Больше в это солнечное утро Сидоров не ощущал ничего, и это было прекрасно. Он покинул жаркий балкон, снова завесил балконную дверь белым (это учтиво и услужливо — повесить занавес, чтобы ему, Сидорову, не было жарко) и подошел к умывальнику, вделанному в стену. И здесь было все в порядке: кран блестел, кафель хорошо протерт, раковина чистая.

И вдруг Степан Иванович понял, кто он. Да! Да! Ему теперь ничего не надо добиваться и требовать. Услуги пойдут впереди него, метя хвостом дорожки и сдувая пылинки с пиджака. Особенно если бы… Но дальше думать он не смел. Потому что иначе опять заболит в груди: «Ага, не достиг, не достиг. Чего-то не сделал. Не сумел. Растяпа. Уехал отдыхать не вовремя. А вдруг, пока ты здесь…»

Но Степан Иваныч отмахнулся от мыслей и набрал в ладони, сложенные лодочкой, воды. Оплеснул лицо, шею, грудь. Растерся чистейшей мохнатой простыней. Да, простыней. А прежде давали всего-навсего полотенце.

Потом сбил капельки, упавшие на шелковый халат, перекинутый через стул (это тоже гордость, хотя и незримая: подняться и накинуть такой прекрасный дорогой халат. И к нему — тапки того же цвета. И все, заметьте, привёз сам из дальней поездки. Такого ансамбля нет ни у кого. Надо оставить на виду, чтобы горничная…), и начал одеваться. Можно опять попросить завтрак в комнату. Но сегодня лучше выйти к столу. Не такой уж он зазнайка. Сам из простых!

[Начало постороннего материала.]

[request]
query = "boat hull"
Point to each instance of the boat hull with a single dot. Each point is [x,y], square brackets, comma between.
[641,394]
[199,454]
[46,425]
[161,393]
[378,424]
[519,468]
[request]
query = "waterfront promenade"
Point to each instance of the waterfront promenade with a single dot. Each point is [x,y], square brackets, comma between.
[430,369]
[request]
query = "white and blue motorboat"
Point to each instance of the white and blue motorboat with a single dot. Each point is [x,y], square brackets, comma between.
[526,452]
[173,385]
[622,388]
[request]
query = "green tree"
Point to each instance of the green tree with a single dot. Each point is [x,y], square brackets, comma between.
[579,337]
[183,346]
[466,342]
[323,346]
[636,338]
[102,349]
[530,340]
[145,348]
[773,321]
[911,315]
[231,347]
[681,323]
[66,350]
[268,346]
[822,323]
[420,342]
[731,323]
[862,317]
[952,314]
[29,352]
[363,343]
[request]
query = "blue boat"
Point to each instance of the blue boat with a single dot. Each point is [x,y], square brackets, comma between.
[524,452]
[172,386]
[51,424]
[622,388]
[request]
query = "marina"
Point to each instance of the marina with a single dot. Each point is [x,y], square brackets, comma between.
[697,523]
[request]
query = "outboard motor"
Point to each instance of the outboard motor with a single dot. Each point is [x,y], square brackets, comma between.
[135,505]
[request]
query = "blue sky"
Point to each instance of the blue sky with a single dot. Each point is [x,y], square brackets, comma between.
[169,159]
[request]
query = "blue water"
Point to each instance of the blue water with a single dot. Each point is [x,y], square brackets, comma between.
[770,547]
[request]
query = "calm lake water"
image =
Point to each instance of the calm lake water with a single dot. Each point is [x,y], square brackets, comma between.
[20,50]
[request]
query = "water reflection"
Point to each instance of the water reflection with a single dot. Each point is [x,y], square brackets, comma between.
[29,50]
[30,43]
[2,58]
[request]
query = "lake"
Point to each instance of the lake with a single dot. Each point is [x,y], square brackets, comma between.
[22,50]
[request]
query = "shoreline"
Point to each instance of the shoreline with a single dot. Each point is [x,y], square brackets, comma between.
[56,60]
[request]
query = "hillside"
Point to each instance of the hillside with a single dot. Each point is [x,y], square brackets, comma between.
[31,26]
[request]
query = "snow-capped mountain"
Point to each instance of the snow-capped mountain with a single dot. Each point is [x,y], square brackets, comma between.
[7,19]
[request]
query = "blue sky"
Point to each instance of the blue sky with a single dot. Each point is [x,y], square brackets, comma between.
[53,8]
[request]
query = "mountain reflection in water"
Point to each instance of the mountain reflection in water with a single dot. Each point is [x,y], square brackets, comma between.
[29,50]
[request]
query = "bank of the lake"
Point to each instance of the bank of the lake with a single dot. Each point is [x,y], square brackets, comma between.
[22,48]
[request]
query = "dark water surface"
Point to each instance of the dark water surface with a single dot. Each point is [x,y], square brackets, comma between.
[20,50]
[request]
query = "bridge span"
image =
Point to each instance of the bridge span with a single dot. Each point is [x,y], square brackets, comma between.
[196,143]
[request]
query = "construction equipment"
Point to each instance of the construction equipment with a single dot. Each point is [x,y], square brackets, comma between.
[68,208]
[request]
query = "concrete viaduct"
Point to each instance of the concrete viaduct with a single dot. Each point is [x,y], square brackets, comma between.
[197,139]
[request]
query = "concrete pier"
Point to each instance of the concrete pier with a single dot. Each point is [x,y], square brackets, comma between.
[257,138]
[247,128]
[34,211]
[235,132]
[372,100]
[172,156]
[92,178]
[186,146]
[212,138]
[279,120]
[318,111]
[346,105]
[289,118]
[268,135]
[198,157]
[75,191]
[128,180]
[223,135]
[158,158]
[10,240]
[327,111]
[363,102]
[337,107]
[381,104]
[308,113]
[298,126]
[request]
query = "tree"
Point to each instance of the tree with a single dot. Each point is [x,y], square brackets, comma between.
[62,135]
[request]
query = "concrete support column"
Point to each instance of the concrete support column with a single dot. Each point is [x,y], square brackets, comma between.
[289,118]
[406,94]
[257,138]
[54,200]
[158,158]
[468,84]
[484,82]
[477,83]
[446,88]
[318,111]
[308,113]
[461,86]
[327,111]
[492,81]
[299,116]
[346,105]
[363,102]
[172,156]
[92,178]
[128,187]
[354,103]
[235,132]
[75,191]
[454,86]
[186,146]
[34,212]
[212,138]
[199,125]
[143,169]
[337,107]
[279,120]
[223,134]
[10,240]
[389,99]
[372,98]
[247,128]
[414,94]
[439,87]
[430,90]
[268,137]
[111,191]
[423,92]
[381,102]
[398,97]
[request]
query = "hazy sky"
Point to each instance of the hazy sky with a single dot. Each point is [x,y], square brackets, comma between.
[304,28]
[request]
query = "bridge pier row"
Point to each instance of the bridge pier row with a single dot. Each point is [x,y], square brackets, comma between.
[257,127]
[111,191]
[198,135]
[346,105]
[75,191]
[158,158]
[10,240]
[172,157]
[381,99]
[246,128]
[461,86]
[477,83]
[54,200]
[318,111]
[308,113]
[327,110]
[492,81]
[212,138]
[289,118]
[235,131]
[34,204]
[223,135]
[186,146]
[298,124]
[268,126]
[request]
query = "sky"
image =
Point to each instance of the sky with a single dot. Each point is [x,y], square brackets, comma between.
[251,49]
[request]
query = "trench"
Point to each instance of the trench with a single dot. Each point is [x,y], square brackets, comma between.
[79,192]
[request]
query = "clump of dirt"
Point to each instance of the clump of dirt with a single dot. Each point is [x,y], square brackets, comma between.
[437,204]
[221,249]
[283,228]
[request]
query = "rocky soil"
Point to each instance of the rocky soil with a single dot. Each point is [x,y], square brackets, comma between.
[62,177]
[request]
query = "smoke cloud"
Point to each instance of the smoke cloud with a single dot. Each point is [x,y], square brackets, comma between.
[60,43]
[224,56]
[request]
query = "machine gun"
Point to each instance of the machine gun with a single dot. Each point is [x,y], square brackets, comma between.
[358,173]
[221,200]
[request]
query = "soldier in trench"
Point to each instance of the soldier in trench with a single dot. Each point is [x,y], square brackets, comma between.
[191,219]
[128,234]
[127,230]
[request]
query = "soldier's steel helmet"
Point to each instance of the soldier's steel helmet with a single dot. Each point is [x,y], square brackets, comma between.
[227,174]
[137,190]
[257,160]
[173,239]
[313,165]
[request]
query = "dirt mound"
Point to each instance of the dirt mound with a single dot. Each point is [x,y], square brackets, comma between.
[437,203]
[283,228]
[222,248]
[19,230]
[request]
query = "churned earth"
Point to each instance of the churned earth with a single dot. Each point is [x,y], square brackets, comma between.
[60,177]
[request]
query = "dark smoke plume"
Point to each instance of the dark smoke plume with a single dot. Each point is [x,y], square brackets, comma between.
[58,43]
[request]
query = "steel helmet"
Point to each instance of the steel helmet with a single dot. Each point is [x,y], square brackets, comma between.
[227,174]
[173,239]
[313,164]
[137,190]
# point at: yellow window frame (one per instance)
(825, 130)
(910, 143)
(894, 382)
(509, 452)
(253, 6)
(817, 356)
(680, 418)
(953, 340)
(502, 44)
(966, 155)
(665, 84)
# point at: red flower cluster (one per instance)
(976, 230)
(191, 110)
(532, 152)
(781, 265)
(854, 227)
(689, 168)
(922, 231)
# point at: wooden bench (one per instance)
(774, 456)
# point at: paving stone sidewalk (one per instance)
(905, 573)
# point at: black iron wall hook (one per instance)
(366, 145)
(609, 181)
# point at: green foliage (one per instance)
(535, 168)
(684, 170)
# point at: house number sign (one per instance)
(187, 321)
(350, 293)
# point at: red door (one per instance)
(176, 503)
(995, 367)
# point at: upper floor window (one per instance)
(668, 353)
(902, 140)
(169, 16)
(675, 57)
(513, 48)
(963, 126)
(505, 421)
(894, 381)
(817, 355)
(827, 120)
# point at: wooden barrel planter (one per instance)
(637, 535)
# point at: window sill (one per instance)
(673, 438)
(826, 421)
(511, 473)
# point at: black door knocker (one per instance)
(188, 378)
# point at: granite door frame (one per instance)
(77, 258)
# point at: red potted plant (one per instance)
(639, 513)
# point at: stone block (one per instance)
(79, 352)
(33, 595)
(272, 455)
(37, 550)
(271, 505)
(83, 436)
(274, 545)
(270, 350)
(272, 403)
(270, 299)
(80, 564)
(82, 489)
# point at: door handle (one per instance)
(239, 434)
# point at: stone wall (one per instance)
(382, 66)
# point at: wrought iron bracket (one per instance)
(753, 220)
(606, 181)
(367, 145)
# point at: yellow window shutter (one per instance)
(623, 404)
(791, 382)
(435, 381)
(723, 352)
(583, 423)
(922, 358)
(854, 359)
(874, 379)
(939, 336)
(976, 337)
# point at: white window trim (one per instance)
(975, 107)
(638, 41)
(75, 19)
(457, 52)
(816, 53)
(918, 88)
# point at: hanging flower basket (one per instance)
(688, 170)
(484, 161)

Люди, окружавшие Сидорова в этом доме, были разные. И одного с ним роста, и высокие. Они все не точно знали, кто он, только могли догадываться, и потому держались каждый сам по себе, не раскрывая карт. Все одинаково вяло жевали бутерброды с икрой и семгой, некоторые брезгливо отодвигали жареный картофель на край тарелки, а были и такие, что покупали в буфете вино и уносили в свои отдельные комнаты.